Wherever he was performing in the world, Luciano Pavarotti always managed to find a someone willing and able to cook him a plate of his beloved tortellini. For this great Maestro, pasta was a link to his homeland, his childhood friends and the music lessons of his youth that his father, a baker, insisted he take.
Pavarotti once wrote of the time when, working as a young insurance agent, he rang a doorbell at lunchtime and – instead of selling a policy, he was virtually hypnotized by the taglietelle al ragù that he could see just beyond the doorway. Taglietelle cooked in the “Old Emiliano Style”, Pavarotti said, were the “one, irresistible dish that could defeat any of my virtue.” The tenor who, for much of the world, was the embodiment of Opera, definitively won the heart of New York in 1972 when he first performed at the Metropolitan Opera House (where he eventually performed 17 times in his career).

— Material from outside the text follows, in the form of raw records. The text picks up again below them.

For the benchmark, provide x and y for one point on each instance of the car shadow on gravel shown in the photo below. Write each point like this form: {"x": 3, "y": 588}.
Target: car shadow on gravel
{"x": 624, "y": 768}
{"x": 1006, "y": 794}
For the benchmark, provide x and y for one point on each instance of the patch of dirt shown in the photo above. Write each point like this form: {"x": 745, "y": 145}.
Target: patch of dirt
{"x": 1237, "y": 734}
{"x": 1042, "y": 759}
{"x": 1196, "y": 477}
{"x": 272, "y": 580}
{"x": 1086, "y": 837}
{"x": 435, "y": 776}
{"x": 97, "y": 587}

It is to this incomparable talent that the 2013 Edition of the Italian Talents by S.Pellegrino and Acqua Panna is dedicated. The United States has claimed this year – the 200th Anniversary of Giuseppe Verdi’s birthday and the 100th Anniversary of the Opera Festival in Verona – the International Year of Italian Culture, and S.Pellegrino and Acqua Panna have joined forces to pay tribute to the excellence and talents of Italians whose contributions have reached a global audience. So it was “Big Luciano” that was the star of the recent inaugural event celebrated in Lower Manhattan: AMOPavarotti – the initiative founded by the late Pavarotti’s wife Nicoletta Mantovani and the Luciano Pavarotti Foundation – was a preview glimpse of the exhibition by the same name that will open on April 22nd at the Arena Opera Museum in Verona.
In New York, famous guests and opera lovers mingled among the various rooms, featuring video projections, photographs, recordings and a live tribute by two young singers – the tenor Francesco Castoro and the soprano Elisa Balbo – along with a buffet prepared by Fini, with which Pavarotti had enjoyed a collaboration during his lifetime. “I began admiring him before he began admiring me,” wrote Pavarotti about Giorgio Fini in an open letter dedicated to the entrepreneur who brought Modena’s regional cuisine to the world.
He also described how, in 1912 Fini’s father and mother, opened a deli and charcuterie in Piazzetta San Francesco, just a few steps away from Modena’s great Cathedral. There, they served “maltagliati e fagioli” – a kind of rustic pasta and bean dish – to loyal customers and officers from the nearby military hospital. Over time, the family-run company’s products like tortellini, tagliatelle and zamponi won over a wide audience of gourmands: directors, actors, sports stars – and even Cardinals and Presidents.
And of course, at the cocktail party in New York honoring Pavarotti, the beloved tortellini were served alongside other Modenese specialties. The evening also served as the official launch of the Special Edition that S.Pellegrino and Acqua Panna have dedicated to the Maestro.
The Italian tenor will be featured on a series of limited edition labels, whose bottles will be distributed to the world’s best restaurants. To celebrate Pavarotti once more, in the context of his other great passion, alongside music: his homeland and fine dining.